Kim Stewart: INJUN-uity, or Growing Up Pop

Two Rivers Gallery, Prince George, BC

TWO RIVERS GALLERY, PRINCE GEORGE BC - To July 8, 2018
By Michael Turner
As a child growing up in Prince George, Métis artist Kim Stewart was raised on “family lore” as told to her by her father. With her brother, the two siblings would “take sides as the East- West Indians, battle on their ranch and practices their horsemanship.” But as much as stories, practical knowledge and home life shaped her development, she was, like most children born after the Second World War, equally influenced by media images, toys and books that both introduced and reinforced stereotypes of “Indian-ness”.
Over the past few years, Stewart has accumulated an archive of images and objects that signify “Indian-ness.” She shows a particular interest in comic books from the 1950s and ’60s, which, along with television, played leading roles in the misrepresentation of Indigenous peoples, often to “absurd” ends.
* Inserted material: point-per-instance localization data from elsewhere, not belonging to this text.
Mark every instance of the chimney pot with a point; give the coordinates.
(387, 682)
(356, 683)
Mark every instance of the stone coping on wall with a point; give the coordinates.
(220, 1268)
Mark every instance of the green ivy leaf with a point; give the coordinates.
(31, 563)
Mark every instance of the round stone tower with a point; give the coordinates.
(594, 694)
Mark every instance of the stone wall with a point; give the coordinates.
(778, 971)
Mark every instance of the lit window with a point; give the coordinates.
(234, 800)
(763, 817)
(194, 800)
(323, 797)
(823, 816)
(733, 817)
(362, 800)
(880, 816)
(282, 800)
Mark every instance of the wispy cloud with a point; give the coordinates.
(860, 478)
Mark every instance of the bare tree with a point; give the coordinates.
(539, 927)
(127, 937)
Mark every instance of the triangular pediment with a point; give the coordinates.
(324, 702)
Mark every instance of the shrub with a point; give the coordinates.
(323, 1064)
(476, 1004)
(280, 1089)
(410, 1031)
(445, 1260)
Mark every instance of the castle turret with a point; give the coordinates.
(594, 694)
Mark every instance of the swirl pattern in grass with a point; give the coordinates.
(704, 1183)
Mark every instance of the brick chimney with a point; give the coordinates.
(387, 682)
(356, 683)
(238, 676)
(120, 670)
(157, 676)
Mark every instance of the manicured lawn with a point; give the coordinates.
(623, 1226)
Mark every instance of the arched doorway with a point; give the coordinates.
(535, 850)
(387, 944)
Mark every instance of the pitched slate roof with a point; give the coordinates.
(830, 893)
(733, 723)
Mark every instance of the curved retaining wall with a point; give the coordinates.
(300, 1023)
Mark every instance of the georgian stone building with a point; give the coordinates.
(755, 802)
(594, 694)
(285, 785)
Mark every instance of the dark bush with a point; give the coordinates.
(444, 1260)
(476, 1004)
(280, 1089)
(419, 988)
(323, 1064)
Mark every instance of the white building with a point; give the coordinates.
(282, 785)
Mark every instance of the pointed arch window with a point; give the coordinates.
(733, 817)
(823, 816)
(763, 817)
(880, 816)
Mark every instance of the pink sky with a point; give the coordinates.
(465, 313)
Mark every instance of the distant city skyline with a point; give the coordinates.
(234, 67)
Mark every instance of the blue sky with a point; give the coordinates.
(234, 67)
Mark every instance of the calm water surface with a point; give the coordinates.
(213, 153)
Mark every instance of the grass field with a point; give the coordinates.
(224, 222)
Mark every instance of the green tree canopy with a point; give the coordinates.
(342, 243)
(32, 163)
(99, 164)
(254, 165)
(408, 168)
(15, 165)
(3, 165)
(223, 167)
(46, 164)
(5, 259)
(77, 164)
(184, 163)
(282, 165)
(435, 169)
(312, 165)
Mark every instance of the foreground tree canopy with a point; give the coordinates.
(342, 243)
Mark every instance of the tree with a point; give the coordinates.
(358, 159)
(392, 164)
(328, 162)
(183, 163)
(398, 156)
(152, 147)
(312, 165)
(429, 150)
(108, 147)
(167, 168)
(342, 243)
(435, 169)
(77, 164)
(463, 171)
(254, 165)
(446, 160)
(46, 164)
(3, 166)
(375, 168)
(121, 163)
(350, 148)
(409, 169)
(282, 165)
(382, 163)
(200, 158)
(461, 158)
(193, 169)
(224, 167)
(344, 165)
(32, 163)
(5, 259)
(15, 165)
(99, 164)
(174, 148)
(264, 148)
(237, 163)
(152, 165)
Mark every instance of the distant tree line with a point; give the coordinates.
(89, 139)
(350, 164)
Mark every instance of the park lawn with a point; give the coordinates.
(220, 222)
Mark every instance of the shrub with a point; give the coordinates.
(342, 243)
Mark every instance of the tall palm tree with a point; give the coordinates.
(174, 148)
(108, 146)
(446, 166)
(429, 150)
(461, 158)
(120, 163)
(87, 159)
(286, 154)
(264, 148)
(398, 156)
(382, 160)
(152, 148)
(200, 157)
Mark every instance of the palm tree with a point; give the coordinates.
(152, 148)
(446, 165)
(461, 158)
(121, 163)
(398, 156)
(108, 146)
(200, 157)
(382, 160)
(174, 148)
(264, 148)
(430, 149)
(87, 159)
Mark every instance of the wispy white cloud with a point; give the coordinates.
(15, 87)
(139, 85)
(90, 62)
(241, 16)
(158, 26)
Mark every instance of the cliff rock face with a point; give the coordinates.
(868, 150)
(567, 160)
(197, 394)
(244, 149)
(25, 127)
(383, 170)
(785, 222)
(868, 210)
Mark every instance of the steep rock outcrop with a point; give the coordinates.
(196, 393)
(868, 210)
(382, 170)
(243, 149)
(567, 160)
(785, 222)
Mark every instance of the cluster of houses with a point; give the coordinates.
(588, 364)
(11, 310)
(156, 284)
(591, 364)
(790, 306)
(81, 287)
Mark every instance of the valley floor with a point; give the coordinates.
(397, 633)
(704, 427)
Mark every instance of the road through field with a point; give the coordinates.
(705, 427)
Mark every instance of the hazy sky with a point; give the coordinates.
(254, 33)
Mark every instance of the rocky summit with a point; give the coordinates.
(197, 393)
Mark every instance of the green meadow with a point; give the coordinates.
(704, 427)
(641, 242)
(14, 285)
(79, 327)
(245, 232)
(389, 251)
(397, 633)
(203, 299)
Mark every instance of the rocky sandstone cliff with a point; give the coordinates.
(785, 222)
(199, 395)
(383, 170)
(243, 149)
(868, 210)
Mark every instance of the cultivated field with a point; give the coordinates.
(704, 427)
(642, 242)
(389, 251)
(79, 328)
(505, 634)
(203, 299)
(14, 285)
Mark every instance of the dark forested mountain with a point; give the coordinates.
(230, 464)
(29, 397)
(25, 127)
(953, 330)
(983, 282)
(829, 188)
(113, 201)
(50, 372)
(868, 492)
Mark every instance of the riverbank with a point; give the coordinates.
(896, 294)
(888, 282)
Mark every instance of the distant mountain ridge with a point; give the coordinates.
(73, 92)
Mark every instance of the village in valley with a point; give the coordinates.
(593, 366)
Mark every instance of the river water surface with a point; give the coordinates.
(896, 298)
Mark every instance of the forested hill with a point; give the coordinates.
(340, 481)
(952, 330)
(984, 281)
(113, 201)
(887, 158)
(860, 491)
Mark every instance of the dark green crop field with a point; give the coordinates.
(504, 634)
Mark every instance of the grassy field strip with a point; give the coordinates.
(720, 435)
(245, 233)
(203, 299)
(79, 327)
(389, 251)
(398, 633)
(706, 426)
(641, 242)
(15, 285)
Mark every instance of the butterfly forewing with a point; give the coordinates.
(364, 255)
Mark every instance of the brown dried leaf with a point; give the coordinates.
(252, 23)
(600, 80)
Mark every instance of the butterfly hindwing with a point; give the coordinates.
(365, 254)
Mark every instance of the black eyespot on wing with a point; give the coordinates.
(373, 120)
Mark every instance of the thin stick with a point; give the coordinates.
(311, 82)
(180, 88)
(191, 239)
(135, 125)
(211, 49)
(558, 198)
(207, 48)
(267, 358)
For this exhibition, Stewart has scanned a number of comic book covers, enlarged them and placed them alongside “images painted in the same style to reflect family stories and experiences.”
In addition to these juxtapositions, Stewart has taken novels by best-selling American western writer Zane Grey and, through artful redaction, produced from their ruins a series of “hidden messages.” A third work returns the viewer to the intimacy of Stewart’s early years, this time in the form of an installation based on the family living room. Decorating the walls are horse blankets, toy guns, beaded gauntlets and bunting. Amidst that, a loop of family films replaces such TV entertainments as F Troop, Bonanza and The Wonderful World of Disney.